An Olympic-Size Marriage

Playing spouse to an Olympic athlete isn't an easy job, but it does have its perks. Among them? Job security.

Ronda Kaysen: Mr. Lindsey Vonn is also Ms. Vonn's coach, and her spokesperson, and her number-one cheerleader. "There are things I can say to her that other coaches can't, so I think we have an advantage," Thomas Vonn told the "Today" show. "I'm not going to get fired. I'll get yelled at."
Marrying an Olympic athlete means marrying Olympic-size dreams. The husbands and wives of elite athletes make enormous financial and emotional sacrifices. They often put their own dreams aside for their spouses, spend months apart, live in super-sized shadows, survive on frugal incomes and spend their life savings on another person's dream.
Thomas Vonn, who was an Olympic skier in his own right, knew what he was signing up for when he married Lindsey at a ski resort in 2007. As her husband, he's also her coach, chief spokesperson and main confidante. Before Lindsey skied to her first Olympic medal, she had Thomas on tap in case she needed him for a last-minute pep talk. It was Thomas who pumped her up to ski her best and win a gold medal despite a painful shin injury.
Thomas has played a major role in his wife's phenomenal speed. He encouraged Lindsey to switch to men's skis -- which are faster, but require more strength. "It definitely has to do with Thomas ... why I'm faster now as Vonn," said Lindsey (whose maiden name was Kildow).
"She's definitely done a lot better with the Vonn name," agreed Thomas, who finished in ninth place at the Salt Lake City Olympic Games.
It's no easy feat for a man to let his wife be the star in the family, says Joan Steidinger, a sports psychologist and author of the upcoming book, "Blood, Sweat and Cheers: The New Female Athlete." "It takes a solid emotional guy to have a wife who shines like these Olympians do," she tells momlogic.
The $2.5 million in sponsorships that Lindsey raked in last year certainly must've helped ease the pain. But for the couples whose athletic success doesn't necessarily spell financial windfall (and that's most of them), the path to Olympic glory is a much bumpier one.
During skeleton racer Jeff Pain's fifteen-year Olympic career, he and his wife, Aly, lived below the poverty line, pawned their possessions and spent six months of every year apart. Aly raised their two young sons on her own in Calgary while Jeff spent six months a year training and competing in Europe. "It was extremely challenging," she says now. "It didn't improve the love quotient, to put it that way." The couple has published a book about the trials and tribulations of weathering an Olympic marriage, "The Business of Marriage and Medals" (available next month).
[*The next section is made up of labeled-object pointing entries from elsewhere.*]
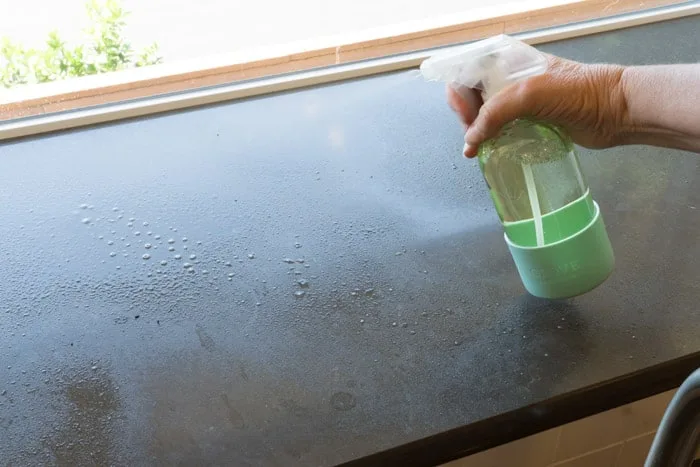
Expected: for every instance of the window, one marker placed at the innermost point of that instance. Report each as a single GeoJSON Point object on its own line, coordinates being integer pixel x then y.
{"type": "Point", "coordinates": [110, 51]}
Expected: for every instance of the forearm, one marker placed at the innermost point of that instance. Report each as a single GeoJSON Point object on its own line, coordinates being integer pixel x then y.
{"type": "Point", "coordinates": [662, 106]}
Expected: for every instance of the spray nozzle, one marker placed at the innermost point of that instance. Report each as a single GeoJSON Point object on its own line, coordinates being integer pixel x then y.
{"type": "Point", "coordinates": [488, 65]}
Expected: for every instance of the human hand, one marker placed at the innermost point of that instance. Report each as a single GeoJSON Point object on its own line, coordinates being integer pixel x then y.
{"type": "Point", "coordinates": [587, 101]}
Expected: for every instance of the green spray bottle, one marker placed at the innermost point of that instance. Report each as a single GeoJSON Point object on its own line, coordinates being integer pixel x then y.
{"type": "Point", "coordinates": [552, 226]}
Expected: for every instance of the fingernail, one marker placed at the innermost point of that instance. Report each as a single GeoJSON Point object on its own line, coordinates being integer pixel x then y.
{"type": "Point", "coordinates": [469, 135]}
{"type": "Point", "coordinates": [466, 150]}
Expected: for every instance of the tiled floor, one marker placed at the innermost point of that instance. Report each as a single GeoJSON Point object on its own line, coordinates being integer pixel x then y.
{"type": "Point", "coordinates": [617, 438]}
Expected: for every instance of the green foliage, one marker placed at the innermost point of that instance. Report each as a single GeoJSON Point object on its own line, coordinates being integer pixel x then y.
{"type": "Point", "coordinates": [105, 49]}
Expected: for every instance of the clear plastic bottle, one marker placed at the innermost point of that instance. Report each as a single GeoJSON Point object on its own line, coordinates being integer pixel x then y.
{"type": "Point", "coordinates": [552, 225]}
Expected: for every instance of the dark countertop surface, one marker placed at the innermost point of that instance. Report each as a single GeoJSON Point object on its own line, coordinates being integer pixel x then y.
{"type": "Point", "coordinates": [350, 291]}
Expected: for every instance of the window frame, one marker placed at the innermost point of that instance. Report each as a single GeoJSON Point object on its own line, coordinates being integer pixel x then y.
{"type": "Point", "coordinates": [146, 91]}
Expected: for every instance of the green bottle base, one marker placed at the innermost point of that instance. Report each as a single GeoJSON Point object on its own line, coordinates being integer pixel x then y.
{"type": "Point", "coordinates": [569, 267]}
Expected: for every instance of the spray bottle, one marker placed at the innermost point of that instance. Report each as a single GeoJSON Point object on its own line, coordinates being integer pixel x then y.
{"type": "Point", "coordinates": [552, 226]}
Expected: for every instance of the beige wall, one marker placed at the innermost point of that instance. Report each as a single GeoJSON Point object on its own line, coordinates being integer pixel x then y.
{"type": "Point", "coordinates": [617, 438]}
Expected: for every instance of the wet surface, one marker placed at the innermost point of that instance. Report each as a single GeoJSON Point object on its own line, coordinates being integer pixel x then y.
{"type": "Point", "coordinates": [412, 318]}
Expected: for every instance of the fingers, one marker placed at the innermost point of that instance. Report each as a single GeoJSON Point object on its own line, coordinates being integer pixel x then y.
{"type": "Point", "coordinates": [506, 106]}
{"type": "Point", "coordinates": [465, 102]}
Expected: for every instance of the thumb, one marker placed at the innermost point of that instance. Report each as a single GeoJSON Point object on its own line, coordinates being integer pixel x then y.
{"type": "Point", "coordinates": [506, 106]}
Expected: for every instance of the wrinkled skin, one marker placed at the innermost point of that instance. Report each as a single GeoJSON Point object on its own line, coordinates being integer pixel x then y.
{"type": "Point", "coordinates": [586, 100]}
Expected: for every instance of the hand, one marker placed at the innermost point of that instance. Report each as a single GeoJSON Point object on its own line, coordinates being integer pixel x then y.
{"type": "Point", "coordinates": [587, 101]}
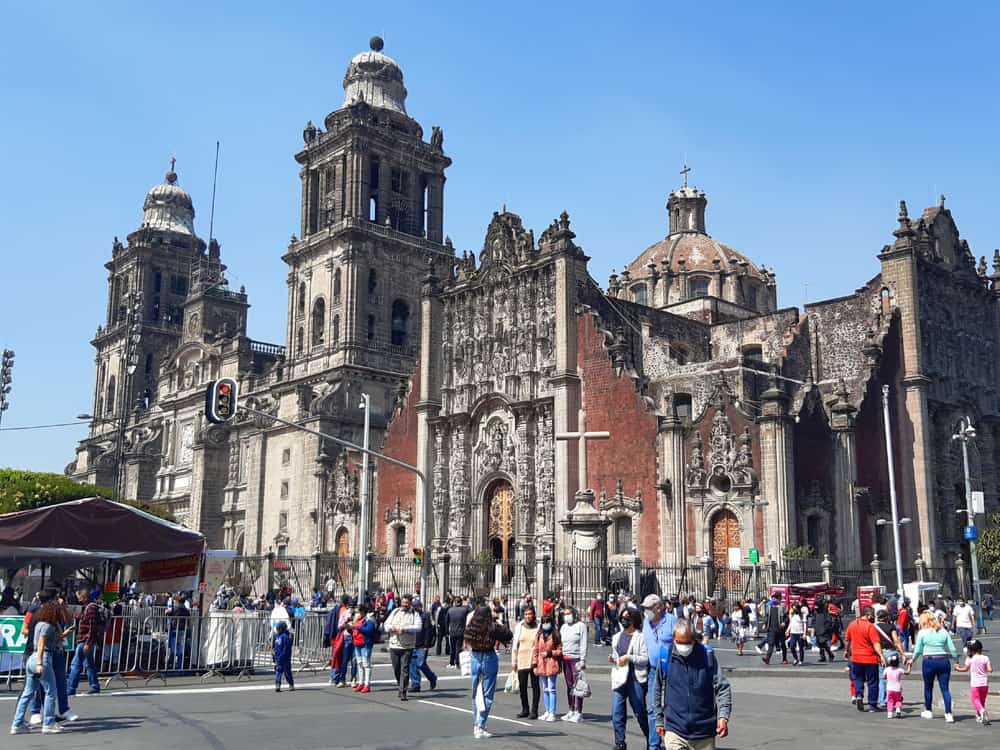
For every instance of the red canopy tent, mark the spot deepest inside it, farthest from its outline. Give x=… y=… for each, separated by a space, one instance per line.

For Aly, Jeff's Olympic dream meant grueling work. "The last fifteen years, he has been pursuing his life's passion," she says. "I have been pursuing a purpose, not my passion. My purpose has been to love and support him. But it is not my passion."
Jeff had only just discovered skeleton racing when the couple married, so Aly had been unaware of what she'd just signed up for. "I really played the ostrich with my head in the sand," she says.
Jeff won a silver medal in the Torino games and finished ninth in Vancouver. When he comes home next week, he'll retire from the sport. "He's ready to be home and be with his boys and have family be more of a presence in his life," Aly says.
One option is to marry your Olympic teammate -- as did Olympic figure skaters Zhao Hongbo and Shen Xue of China. They've had a fairy-tale Olympic romance. Forced to keep their love secret for years -- the Chinese government forbade fraternization -- they've been skating together since 1992.
Despite the strict rules, Xue didn't want to train for an Olympic medal without another piece of gold -- namely, a band on her finger. "I [said to Hongbo that] we had to get married first, and then he [could] persuade me to come back for the Olympics," she told reporters.
In 2007, Hongbo pledged his devotion in the most public of settings: on the ice at the World Championships. After the pair clinched the gold, Hongbo got down on one knee and proposed in front of millions of onlookers. At first, Xue didn't realize what he was doing, and kneeled down with him. When she eventually figured it out -- and squeaked out a "yes" -- the crowd erupted in applause. The couple married three months later.
After they won a gold in Vancouver last week, Xue said, laughing, "I think it is hard to continue skating. Maybe it is time to have a baby."